Custom command improvement/discussion #2
Hi bigstar, have encountered an issue with some custom commands that is likely related to the error fail-safe recently introduced. Tested on build 3808.
I have a custom command that recurses some directories and cleans up some old or unwanted files (using /select and /delete selected). It does some other stuff as well but it is only the delete operations that seem to be affected here.
If I have a previously failed transfer (eg a folder manually marked as failed) at the top of the queue then any delete operation added after it in the queue is not processed. I assume this is a side affect of the fail-safe that was put in place however it doesn't stop the entire queue, it only marks the delete operations as failed when it gets to them and continues with anything else (in my case there are also raw commands, mkdir, etc interspersed which are still processed). There is nothing in the log related to the delete operations and the queue is not stopped as would be expected by the fail-safe behavior.
I accept that having failed items already in the queue can complicate things and it is my responsibility to use custom command appropriately knowing this (always remember to open a new session). It does however point to unexpected and inconsistent behavior of the fail-safe. It may be worth mentioning that in my custom command I do not initiate the queue. I let it run to queue all the operations than review it before starting the queue (as I am still refining these particular commands).
Doing some testing I confirmed that everything functions as expected if I do not have those queue items already marked as failed.
A. If those failed items are at the top then they are left alone (failed) and all following delete operations are not processed (marked failed as it gets to them) but the queue is never stopped as might be expected if the command execution fail-safe is triggered.
B. If those failed items are anywhere else in the queue (middle for example, manually moved down for testing purposes) then they seem to be reset (no longer marked failed) when the queue begins. The queue then processed normally. If those items then fail (in my case they were folders queued for download that had been moved awaiting me to correct/requeue, so they did fail) they are of course marked as failed then the behavior continues as described in A above. This 'reset' does not occur if the failed items are at the top, confirmed by the status log not attempting to process them. I am assuming that this behavior is also tried to the fail-safe, perhaps resetting so that flashfxp can fully attempt to process a queue it thinks is entirely related to the custom command.
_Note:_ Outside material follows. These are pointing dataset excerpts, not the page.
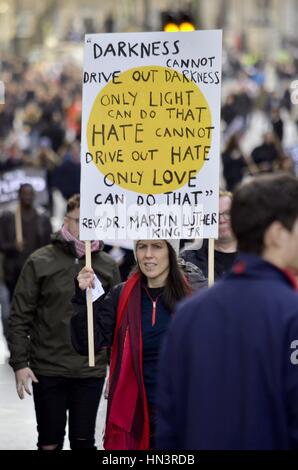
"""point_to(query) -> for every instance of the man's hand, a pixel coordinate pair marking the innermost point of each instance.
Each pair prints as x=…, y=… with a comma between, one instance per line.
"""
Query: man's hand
x=23, y=378
x=20, y=245
x=86, y=278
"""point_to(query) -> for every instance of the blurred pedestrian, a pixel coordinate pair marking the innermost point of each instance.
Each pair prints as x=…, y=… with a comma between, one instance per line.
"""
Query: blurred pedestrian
x=34, y=232
x=229, y=371
x=39, y=337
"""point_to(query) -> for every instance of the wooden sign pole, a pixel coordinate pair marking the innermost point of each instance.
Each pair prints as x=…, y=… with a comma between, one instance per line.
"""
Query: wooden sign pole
x=18, y=224
x=210, y=262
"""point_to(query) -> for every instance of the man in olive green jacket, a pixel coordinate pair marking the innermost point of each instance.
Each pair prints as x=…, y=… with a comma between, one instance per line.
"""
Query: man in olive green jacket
x=40, y=343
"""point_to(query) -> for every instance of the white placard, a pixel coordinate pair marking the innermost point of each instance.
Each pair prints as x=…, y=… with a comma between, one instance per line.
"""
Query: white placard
x=150, y=135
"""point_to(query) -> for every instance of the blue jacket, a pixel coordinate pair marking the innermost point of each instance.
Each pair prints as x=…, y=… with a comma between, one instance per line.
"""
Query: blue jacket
x=228, y=374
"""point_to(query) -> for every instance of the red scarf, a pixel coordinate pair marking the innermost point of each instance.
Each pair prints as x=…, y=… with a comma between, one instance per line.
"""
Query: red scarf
x=127, y=423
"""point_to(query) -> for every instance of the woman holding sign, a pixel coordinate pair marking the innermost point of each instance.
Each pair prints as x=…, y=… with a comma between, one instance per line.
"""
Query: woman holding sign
x=133, y=318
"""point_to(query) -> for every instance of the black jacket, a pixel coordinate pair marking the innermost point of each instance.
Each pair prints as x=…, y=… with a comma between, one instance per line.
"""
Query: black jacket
x=105, y=309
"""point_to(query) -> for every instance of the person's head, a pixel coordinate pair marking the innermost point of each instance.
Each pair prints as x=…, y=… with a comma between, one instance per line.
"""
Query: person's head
x=26, y=195
x=72, y=217
x=157, y=261
x=264, y=218
x=225, y=234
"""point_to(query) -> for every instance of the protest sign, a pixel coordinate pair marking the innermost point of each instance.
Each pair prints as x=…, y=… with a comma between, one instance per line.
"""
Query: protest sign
x=150, y=135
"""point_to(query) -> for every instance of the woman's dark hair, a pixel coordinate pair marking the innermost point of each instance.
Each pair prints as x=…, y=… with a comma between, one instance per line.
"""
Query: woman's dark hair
x=260, y=202
x=176, y=287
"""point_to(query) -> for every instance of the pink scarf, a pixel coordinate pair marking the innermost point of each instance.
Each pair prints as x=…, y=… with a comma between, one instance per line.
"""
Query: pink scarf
x=79, y=245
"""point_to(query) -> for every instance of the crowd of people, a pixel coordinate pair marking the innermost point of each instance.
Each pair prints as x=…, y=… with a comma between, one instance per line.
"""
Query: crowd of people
x=190, y=367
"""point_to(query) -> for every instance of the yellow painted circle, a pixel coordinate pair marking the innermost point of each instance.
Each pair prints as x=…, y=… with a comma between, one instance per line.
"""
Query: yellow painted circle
x=151, y=132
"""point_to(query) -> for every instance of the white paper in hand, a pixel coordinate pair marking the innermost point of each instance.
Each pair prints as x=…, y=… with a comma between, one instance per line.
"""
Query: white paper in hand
x=98, y=290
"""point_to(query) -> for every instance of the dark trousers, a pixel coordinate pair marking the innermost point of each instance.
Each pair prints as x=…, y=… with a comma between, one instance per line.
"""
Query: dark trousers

In short the issues I see here are...
1. Under these circumstances the fail-safe seems inconsistent as only delete operations are marked failed (no attempt to process) while the rest are performed. This could cause issues if other queue operations rely on on those files being removed (eg upload a new version, or move/rename another file to that filename/location). Given avoiding such potential problems was the point of the fail-safe it should cease processing the queue entirely.
2. It seems unwise that any items marked as failed should be reset, regardless of position, if there are un-failed items in the queue. I have not noticed this behavior in a regular transfer-only queue, only during custom commands that add non-transfer queue items. I have also not tested if this is a wider queue-reset behavior issue that would do the same if I had manually added a non-transfer queue item to a list of failed transfer items as I do not have time at the moment. My guess is that this is in fact a wider issue related to the reset behavior of the queue that may not be taking non-transfer items into consideration when determining if the queue should be reset, but the different behavior depending on the position of the items makes this unclear. Again I have not tested but my guess is that any transfer items are the top would remain un-reset, but any further down (after the first non-transfer item) would likely be reset. Will look closer at this when I have some more time.
Again, clearly I need to remember to always use a fresh session, but the above behaviors could just as easily arise in a clean session using custom commands that use both transfer and non-transfer operations (eg if a transfer operation fails at some stage it will then cause behavior B, rather than stop entirely).